0
votes

Is there a way to modify the elements a sequence so only collated versions of the items are returned?

let $currencies := ('dollar', 'Dollar', 'dollar ')
return fn:collated-only($currencies, "http://marklogic.com/collation/en/S1/T00BB/AS")

=> ('dollar', 'dollar', 'dollar')
3

3 Answers

3
votes

The values that are stored in the range index (that feeds the facets) are literally the first value that was encountered that compared equal to the others. (Because, the collation says you don't care...)
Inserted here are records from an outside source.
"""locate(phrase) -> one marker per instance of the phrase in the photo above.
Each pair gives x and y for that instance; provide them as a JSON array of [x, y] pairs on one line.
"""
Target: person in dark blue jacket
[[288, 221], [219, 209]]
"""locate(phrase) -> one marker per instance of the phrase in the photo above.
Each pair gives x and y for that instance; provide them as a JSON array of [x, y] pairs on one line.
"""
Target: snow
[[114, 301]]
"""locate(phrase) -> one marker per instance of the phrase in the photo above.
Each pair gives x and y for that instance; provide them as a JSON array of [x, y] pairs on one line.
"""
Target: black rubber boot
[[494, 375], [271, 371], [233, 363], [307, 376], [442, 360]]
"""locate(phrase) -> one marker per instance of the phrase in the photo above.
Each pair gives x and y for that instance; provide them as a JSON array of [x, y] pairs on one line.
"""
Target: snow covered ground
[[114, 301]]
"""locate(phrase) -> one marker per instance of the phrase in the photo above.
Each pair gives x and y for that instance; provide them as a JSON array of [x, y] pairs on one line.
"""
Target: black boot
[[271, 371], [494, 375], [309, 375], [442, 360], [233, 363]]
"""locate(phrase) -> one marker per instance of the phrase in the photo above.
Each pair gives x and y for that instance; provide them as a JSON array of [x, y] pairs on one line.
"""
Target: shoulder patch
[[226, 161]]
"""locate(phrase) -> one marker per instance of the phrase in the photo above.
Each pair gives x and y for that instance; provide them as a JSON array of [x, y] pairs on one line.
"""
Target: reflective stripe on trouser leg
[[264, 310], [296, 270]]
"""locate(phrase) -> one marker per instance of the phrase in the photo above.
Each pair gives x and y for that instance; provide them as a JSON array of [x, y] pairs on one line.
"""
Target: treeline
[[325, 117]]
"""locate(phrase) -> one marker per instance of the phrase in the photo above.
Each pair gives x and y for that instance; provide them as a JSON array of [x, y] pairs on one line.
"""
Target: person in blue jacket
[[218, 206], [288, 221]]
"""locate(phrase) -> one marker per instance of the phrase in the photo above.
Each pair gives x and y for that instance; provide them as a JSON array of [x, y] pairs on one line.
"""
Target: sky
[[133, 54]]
You can get a long way by calling fn:replace(fn:lower-case(xdmp:diacritic-less(fn:normalize-unicode($str,"NFKC"))),"\p{P}","")

This won't be exactly the same in that it overfolds some things and underfolds others, but it may be good for your purposes.

2
votes

Is this the expected output? There is no fn:collated-only function, so I'm assuming you're asking how to write such a function or whether there is such a function.

The thing is, there isn't a mapping from one string to another in collation comparisons, there is only a comparison algorithm (the Unicode Collation Algorithm) so there really is no canonical kind of string to return to you, and therefore no API to do so.

Stepping back, what is the problem you are actually trying to solve? By the rules of that collation, "dollar" and "Dollar" are equivalent, and by using it you declare you don't care which form you use, so you could use either one.

1
votes

If these values are in XML elements and you have a range index using http://marklogic.com/collation/en/S1/T00BB/AS, you can do something like this:

let $ref := cts:element-reference(xs:QName("currency"), "collation=http://marklogic.com/collation/en/S1/T00BB/AS")
for $curr in cts:values($ref, (), "frequency-order")
return $curr || ": " || cts:frequency($curr)

This will produce results like:

"dollar: 15",
"euro: 12"

... and so on. The collation will disregard the differences among your sample inputs. These results could be formatted however you want. Is that what you're looking to do?